The Relaxation Response is a book written in 1975 by Herbert Benson, a Harvard physician, and Miriam Z. Klipper. The response described in the book is an autonomic reaction elicited by a mental device and a passive attitude that has been used for altered states of consciousness throughout various religious traditions and cultures. The scientific characterization of the relaxation response was initially prompted by research studies on Transcendental Meditation ("TM"), a yogic meditation technique, that was presented primarily to people in the Western world.

==Origin==
Benson writes in his book, "We claim no innovation but simply a scientific validation of age-old wisdom". People from the Transcendental Meditation movement, who felt they could reduce blood pressure using TM, visited Harvard Medical School in 1968, asking to be studied. The school, which at the time was studying the relationship of monkeys' behavior and blood pressure, told them "No, thank you." But when they persisted, Benson told them he would study them. He met with Maharishi Mahesh Yogi first to find out if he could agree in advance to any outcome, which Mahesh did. Benson mentions in his book that independent studies were already underway by then-PhD candidate R. Keith Wallace working with Archie Wilson at the University of California, Los Angeles, but that no published studies of TM existed. Benson's study found that when the subjects meditated, their metabolic rate markedly decreased in a matter of minutes. Further studies on subjects with high blood pressure showed that meditation over several weeks lowered blood pressure by a statistically significant amount.

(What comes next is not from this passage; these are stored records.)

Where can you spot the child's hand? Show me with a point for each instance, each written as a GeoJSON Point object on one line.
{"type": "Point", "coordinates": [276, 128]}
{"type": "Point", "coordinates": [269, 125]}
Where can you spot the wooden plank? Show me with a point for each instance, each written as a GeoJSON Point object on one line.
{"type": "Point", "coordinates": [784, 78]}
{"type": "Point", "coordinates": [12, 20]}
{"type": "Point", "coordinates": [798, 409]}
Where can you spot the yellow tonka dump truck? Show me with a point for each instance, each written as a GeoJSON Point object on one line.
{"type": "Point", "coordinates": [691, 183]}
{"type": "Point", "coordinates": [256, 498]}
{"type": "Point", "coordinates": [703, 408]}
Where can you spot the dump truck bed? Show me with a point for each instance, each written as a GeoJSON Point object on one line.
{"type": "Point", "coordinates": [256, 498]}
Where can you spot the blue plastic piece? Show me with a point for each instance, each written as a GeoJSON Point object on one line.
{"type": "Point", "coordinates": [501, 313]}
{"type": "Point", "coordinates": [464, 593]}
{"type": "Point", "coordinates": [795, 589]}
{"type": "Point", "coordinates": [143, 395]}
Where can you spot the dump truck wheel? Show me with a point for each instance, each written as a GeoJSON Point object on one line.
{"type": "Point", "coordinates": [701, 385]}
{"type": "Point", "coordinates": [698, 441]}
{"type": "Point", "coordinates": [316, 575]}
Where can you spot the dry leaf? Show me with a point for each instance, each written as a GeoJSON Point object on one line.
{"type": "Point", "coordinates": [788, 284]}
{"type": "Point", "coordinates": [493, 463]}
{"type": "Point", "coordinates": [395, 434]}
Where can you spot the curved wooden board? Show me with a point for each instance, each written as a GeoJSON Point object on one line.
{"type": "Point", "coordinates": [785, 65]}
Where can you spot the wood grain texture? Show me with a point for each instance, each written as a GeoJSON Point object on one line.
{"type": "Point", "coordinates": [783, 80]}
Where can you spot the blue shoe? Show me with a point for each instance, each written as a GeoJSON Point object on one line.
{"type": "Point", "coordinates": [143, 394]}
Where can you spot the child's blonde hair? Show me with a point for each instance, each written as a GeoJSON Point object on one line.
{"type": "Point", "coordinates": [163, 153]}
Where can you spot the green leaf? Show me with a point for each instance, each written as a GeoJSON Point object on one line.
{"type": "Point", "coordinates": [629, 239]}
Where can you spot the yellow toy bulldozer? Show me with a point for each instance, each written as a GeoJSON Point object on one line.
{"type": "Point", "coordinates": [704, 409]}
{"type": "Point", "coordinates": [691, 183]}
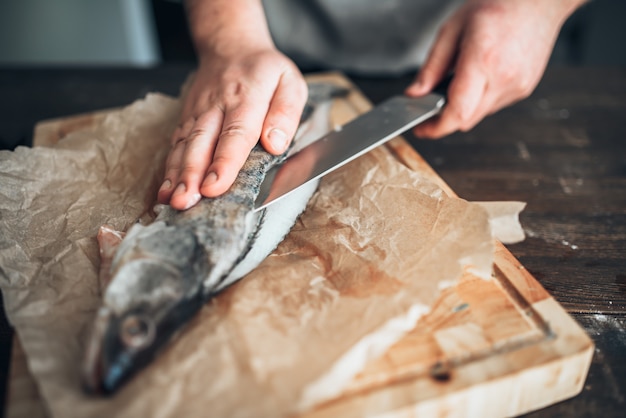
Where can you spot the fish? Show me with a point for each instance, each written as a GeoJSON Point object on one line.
{"type": "Point", "coordinates": [161, 274]}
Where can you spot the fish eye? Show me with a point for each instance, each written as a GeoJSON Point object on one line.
{"type": "Point", "coordinates": [137, 331]}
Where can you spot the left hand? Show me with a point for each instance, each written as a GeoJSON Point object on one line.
{"type": "Point", "coordinates": [498, 51]}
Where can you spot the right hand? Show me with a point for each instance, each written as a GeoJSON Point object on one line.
{"type": "Point", "coordinates": [233, 102]}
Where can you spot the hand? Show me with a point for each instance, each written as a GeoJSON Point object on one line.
{"type": "Point", "coordinates": [498, 50]}
{"type": "Point", "coordinates": [233, 102]}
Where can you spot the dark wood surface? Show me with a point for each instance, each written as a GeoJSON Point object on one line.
{"type": "Point", "coordinates": [563, 151]}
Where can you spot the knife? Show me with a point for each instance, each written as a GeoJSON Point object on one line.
{"type": "Point", "coordinates": [387, 120]}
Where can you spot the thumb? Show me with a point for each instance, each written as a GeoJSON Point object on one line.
{"type": "Point", "coordinates": [439, 61]}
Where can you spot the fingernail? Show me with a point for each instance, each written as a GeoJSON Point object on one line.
{"type": "Point", "coordinates": [278, 139]}
{"type": "Point", "coordinates": [195, 198]}
{"type": "Point", "coordinates": [210, 179]}
{"type": "Point", "coordinates": [167, 184]}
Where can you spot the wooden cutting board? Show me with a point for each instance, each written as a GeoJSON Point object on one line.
{"type": "Point", "coordinates": [491, 348]}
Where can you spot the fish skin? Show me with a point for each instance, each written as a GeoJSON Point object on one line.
{"type": "Point", "coordinates": [163, 273]}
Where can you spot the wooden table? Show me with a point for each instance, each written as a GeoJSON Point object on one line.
{"type": "Point", "coordinates": [563, 151]}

==Eliciting the response==
Benson's website and his book describe four essential components of meditation needed to bring about the response: a mental device (a simple word, phrase or activity to repeat to keep the mind from wandering), a passive attitude, a quiet environment, and a comfortable position. From these components, Benson developed a 6-step technique for eliciting the response for study at the Thorndike Memorial Laboratory and Beth Israel Deaconess Medical Center. By 1996, only two of the four components were found to be essential: a mental device and a passive attitude. An updated edition of his book divided the 6 steps further into 9 steps, as is taught at the Benson-Henry Institute at Massachusetts General Hospital. The goal is to activate the parasympathetic nervous system, which causes humans to relax.

==Fight-or-flight==
Benson developed the idea of the response, which counters the fight-or-flight response described during the 1920s by Walter Bradford Cannon at the Harvard Medical School. According to Benson more than 60 percent of all visits to healthcare providers are related to stress. Stress causes the “fight or flight” hormones, epinephrine and norepinephrine, to secrete into the bloodstream. This incites or exacerbates a number of conditions. They include hypertension, headaches, insomnia, irritable bowel syndrome and chronic low back pain, as well as heart disease, stroke and cancer.

A physician with ABC News adds that the immune system works best when relaxed. He said about twenty deep breaths per day, done "with intention", can accomplish this.

==Reception==
In a 1986 US national survey, reported in The New York Times, this best-seller was the number one self-help book that clinical psychologists recommended to their patients.